Roughly 70 percent of the patients remained alive 15 years after beginning treatment, and a statistical method known as cure modelling estimated that 42% of treated patients had been cured.
Cure modelling incorporates background mortality rates in an analysis of patient survival data to estimate what fraction of a group of patients can be considered cured of a disease. Such modelling accounts for the fact that over time some patient deaths will occur that are unrelated to the given disease.
The researchers applied a cure model to 15-year follow-up data from the S0016 clinical trial conducted by the SWOG Cancer Research Network, a clinical trials group funded by the National Cancer Institute (NCI), part of the National Institutes of Health (NIH), with the participation of other groups within the NCI-funded National Clinical Trials Network (NCTN).
This phase 3 trial, which opened in 2001, enrolled patients with untreated advanced-stage CD20-positive follicular lymphoma and randomised 531 of them to one of two treatments, both of which were built around a core chemotherapy regimen known as CHOP (cyclophosphamide, hydroxydaunorubicin, vincristine, and prednisone). One arm treated patients with rituximab plus the CHOP combination (R-CHOP), while the other arm used CHOP followed by radioimmunotherapy (CHOP-RIT). Primary results of the S0016 trial were published in 2013 (Press, OW. J Clin Oncol. 2013).
The S0016 modeling, including cure analysis, was carried out by Michael LeBlanc, PhD, a biostatistician at Fred Hutch Cancer Center and director of SWOG’s Statistics and Data Management Center (SDMC), and Hongli Li, MS, also at Fred Hutch and the SWOG SDMC.

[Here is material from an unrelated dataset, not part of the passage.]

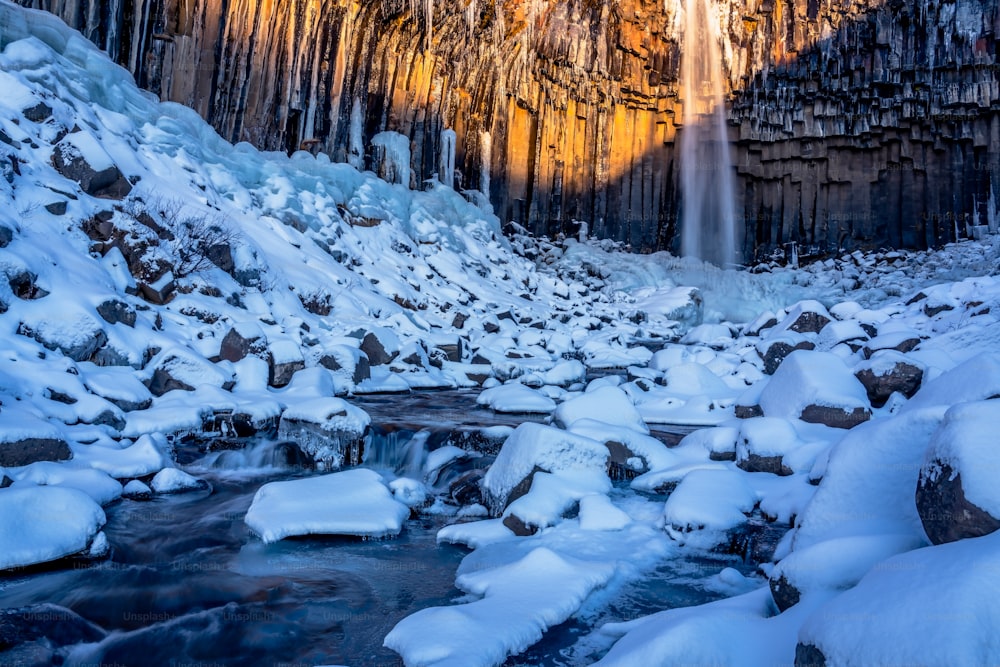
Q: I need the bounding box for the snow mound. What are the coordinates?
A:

It showed that, with a median follow-up time of 15.5 years after a patient had begun treatment, the rate of disease relapse dropped substantially over time, falling from 6.8% of patients relapsing in the first 5 years to only 0.6% relapsing between years 15 and 20.
Fifteen years after starting treatment, about 70%of patients remained alive. The analysis also showed no statistically significant difference between the two treatment arms in the rates of 15-year overall survival.
Based on their work, the authors conclude that a substantial subset of patients with advanced-stage follicular lymphoma can, when treated with a standard regimen that includes immunotherapy and chemotherapy, achieve a functional cure – defined as having no chance of lymphoma recurring during the patient’s expected lifespan.
“These results reinforce that front-line chemoimmunotherapy remains an important option – particularly for appropriate patients – because it can deliver long-term disease control after a time-limited course of treatment, ” said first author Mazyar Shadman, MD, MPH, of Fred Hutch Cancer Center. Shadman is medical director of cellular immunotherapy at Fred Hutch, where he holds the Innovators Network Endowed Chair.
“As we bring novel agents into the first-line setting, the durability seen here sets a high benchmark; new strategies should aim not only to improve short-term response rates but to match or exceed long-term remission and cure potential.”
The idea that many of these patients can be cured could change how newly diagnosed patients are counseled and could eliminate the need for indefinite oncology and radiologic follow-up visits after treatment, with patients eventually transitioning from oncology care back to a primary care team.